NEW YORK (Reuters) - Brent October crude futures fell more than 1 percent on Friday on talk of a possible release of U.S. strategic petroleum reserves and expectations that North Sea output will rebound after maintenance curbs production in September.
Profit taking by those trading the Brent/U.S. crude spread also was a factor, a day after the Brent September contract expired at a three-month peak and Brent’s premium to its U.S. counterpart having exceeded $22 a barrel this week.
Front-month U.S. September crude showed resilience, edging up in choppy trade to its own three-month high, while U.S. gasoline and heating oil futures fell sharply in tandem with Brent’s decline.
Following the Brent September contract’s expiration on Thursday at a three-month peak of $116.90 a barrel, October Brent pared gains in post-settlement trading on news the White House was “dusting off old plans” for a potential release of strategic oil stocks.
Brent fell more than $2 before bouncing off lows on Friday when the head of the International Energy Agency said oil markets were currently well supplied and there was no reason for governments to release oil from strategic reserves.
The front-month Brent price managed a small gain for the week, while U.S. crude posted a 3.38 percent weekly increase. It was the third straight weekly gain for Brent and U.S. crude.
North Sea production curbs in September, escalating geopolitical tensions over Syria’s civil conflict and the dispute over Iran’s nuclear program and hopes that central banks will provide more stimulus had combined to pull Brent up since it settled at $89.23 a barrel on June 21.
Brent October crude fell $1.56 to settle at $113.71 a barrel, after falling to $112.70 intraday. Brent managed a 76-cent weekly gain.
“The market moved a long way in quite a short time and we are now seeing some profit-taking,” said Eugen Weinberg, global head of commodities research at Commerzbank in Frankfurt.
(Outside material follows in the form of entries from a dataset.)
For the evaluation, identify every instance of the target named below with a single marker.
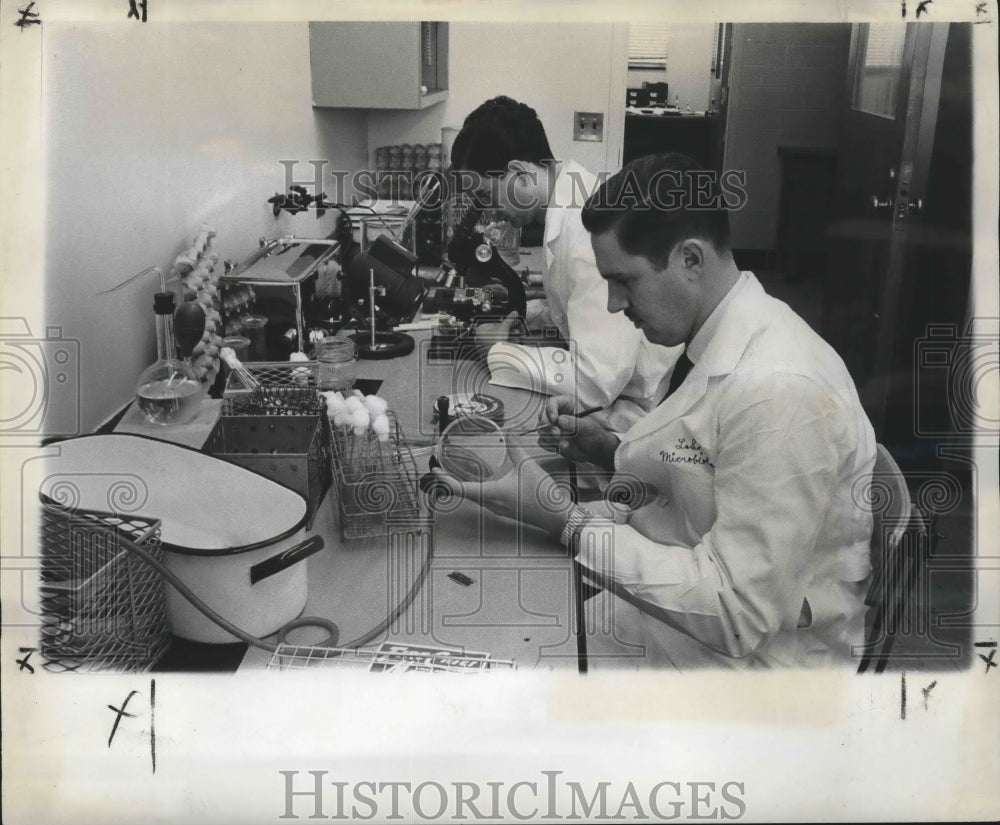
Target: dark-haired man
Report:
(750, 545)
(504, 145)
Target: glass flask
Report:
(168, 391)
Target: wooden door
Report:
(883, 218)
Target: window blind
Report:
(647, 46)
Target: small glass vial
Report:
(338, 363)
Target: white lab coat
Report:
(753, 544)
(610, 363)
U.S. September crude rose 41 cents to settle at $96.01 a barrel in choppy trade, having reached $96.28. The settlement and intraday peak were the highest since May 11.
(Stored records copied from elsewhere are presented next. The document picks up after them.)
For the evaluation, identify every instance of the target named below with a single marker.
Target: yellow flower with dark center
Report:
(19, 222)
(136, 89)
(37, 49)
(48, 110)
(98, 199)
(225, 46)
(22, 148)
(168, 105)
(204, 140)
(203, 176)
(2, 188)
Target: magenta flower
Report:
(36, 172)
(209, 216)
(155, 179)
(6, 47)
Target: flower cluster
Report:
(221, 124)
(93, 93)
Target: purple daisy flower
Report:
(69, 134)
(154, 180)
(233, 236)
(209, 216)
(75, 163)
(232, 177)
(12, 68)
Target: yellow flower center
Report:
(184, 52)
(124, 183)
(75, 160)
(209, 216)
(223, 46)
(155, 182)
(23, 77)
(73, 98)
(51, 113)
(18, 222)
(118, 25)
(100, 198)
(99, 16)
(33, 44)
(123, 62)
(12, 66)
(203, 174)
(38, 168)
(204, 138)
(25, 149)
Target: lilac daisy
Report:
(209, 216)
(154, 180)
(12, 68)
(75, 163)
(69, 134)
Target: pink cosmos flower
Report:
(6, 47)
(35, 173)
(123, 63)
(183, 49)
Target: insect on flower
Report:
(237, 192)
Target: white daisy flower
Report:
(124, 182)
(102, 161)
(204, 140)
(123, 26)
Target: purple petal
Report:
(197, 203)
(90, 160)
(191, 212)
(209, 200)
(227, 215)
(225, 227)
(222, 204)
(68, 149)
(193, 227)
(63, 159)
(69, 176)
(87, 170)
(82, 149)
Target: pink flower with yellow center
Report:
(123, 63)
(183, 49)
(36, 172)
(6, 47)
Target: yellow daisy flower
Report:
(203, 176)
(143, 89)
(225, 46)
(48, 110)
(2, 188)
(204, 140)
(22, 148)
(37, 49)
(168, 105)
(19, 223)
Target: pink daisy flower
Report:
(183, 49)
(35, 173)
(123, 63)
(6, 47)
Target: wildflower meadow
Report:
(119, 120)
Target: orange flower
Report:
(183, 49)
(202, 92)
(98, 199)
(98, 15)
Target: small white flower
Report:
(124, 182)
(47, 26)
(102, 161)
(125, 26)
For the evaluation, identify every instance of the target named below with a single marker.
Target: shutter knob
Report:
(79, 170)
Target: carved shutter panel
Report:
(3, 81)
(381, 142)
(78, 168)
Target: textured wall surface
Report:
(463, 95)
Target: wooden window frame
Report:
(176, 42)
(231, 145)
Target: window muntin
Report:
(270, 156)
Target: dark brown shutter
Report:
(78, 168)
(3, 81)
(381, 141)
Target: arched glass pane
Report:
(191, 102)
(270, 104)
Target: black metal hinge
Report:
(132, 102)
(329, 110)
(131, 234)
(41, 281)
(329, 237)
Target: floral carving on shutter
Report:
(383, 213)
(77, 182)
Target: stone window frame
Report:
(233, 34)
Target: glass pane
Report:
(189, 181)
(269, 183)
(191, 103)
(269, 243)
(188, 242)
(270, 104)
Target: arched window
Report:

The North Sea production drop next month and Brent’s sensitivity to Middle East disruptions pushed its premium to U.S. crude to $22.28 on Wednesday, but it ended at $17.39 on Friday, based on October settlements.
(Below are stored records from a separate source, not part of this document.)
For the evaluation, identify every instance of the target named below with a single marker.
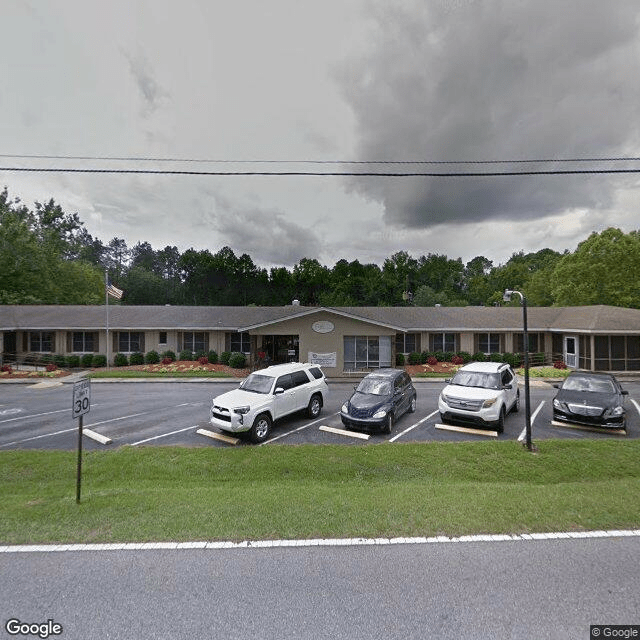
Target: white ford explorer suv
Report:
(267, 395)
(480, 393)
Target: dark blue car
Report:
(380, 399)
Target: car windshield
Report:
(257, 383)
(584, 383)
(477, 379)
(375, 386)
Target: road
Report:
(528, 590)
(165, 413)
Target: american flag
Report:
(114, 292)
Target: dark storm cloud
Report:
(494, 80)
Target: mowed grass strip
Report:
(162, 494)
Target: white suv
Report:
(480, 393)
(267, 395)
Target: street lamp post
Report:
(527, 399)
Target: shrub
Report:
(99, 360)
(120, 360)
(151, 357)
(237, 360)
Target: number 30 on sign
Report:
(81, 398)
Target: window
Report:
(239, 342)
(195, 341)
(130, 341)
(443, 342)
(407, 342)
(488, 342)
(41, 341)
(84, 342)
(366, 352)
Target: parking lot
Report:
(39, 416)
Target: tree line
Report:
(47, 256)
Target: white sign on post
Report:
(81, 398)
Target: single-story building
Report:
(596, 338)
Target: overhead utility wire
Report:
(413, 174)
(213, 161)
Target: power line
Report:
(267, 161)
(362, 174)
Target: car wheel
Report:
(315, 406)
(261, 428)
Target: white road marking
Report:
(218, 436)
(164, 435)
(304, 426)
(523, 435)
(413, 426)
(344, 432)
(317, 542)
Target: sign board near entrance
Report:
(81, 398)
(324, 359)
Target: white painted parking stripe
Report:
(304, 426)
(477, 432)
(318, 542)
(98, 437)
(523, 435)
(413, 426)
(218, 436)
(163, 435)
(344, 432)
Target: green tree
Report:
(604, 269)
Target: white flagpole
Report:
(106, 293)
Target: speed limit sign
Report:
(81, 398)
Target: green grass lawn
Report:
(161, 494)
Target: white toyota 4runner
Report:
(267, 395)
(480, 393)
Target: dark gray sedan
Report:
(591, 399)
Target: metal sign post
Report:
(81, 405)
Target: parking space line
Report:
(413, 426)
(163, 435)
(304, 426)
(344, 432)
(523, 435)
(477, 432)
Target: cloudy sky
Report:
(443, 81)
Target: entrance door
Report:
(571, 351)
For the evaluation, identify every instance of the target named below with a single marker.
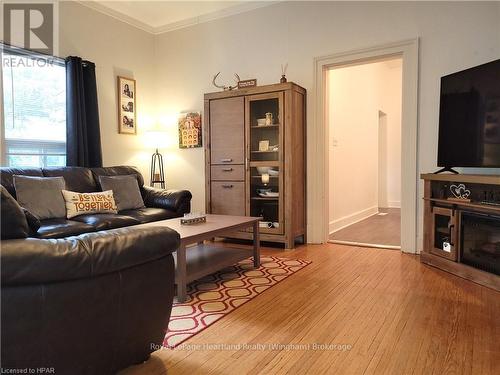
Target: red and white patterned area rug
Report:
(216, 295)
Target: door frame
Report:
(319, 135)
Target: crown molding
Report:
(117, 15)
(233, 10)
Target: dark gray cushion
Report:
(125, 190)
(41, 195)
(12, 219)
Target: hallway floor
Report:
(377, 229)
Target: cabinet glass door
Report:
(444, 233)
(264, 114)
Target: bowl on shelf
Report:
(263, 170)
(269, 194)
(263, 191)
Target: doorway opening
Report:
(364, 107)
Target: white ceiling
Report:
(162, 16)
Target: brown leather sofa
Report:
(78, 296)
(160, 204)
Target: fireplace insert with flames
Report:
(480, 237)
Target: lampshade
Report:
(265, 178)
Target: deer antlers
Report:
(226, 88)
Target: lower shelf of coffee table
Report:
(203, 260)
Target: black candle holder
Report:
(157, 177)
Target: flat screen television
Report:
(469, 118)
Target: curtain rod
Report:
(26, 52)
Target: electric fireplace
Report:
(480, 241)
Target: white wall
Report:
(117, 49)
(390, 95)
(453, 36)
(356, 95)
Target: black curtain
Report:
(83, 137)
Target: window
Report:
(34, 110)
“The spread had stretched out pretty wide, so some profit taking was not unexpected as the North Sea maintenance will end and production return,” said Bill O’Grady, chief market strategist at Confluence Investment Management, St. Louis.
The price premium of front-month Brent to its nearby contract also had been elevated, rising above $2 before the September contract expired. It was only 73 cents based on October and November settlements on Friday.
Britain’s energy ministry said it was ready to ask the IEA to take action to deal with high oil prices, but neither it nor its partners had made any decision to release stocks.
France and the United States are in contact on recent price rises and are studying all options, an official at the offices of President Francois Hollande said.
Japan and South Korea saw no need yet for a release from reserves, government sources said.
Amid all this downplaying of the need for a reserves release, European governments are on a buying spree for crude and oil products in order to meet new European Union (EU) rules designed to mitigate the effect of a supply crisis.
An EU embargo on Iranian crude oil is in its second month, as the dispute between the West and Iran over its nuclear program drags on.
Also curbing oil’s push higher, Israeli President Shimon Peres on Thursday came out against any go-it-alone attack on Iran, saying he trusted U.S. President Barack Obama’s pledge to prevent Tehran from producing nuclear weapons.
But oil prices continue to find support from turmoil in Syria and the surrounding region. Refugees are fleeing Syria in ever greater numbers, U.N. agencies said on Friday, as the conflict between President Bashar al-Assad’s forces and rebels intensifies.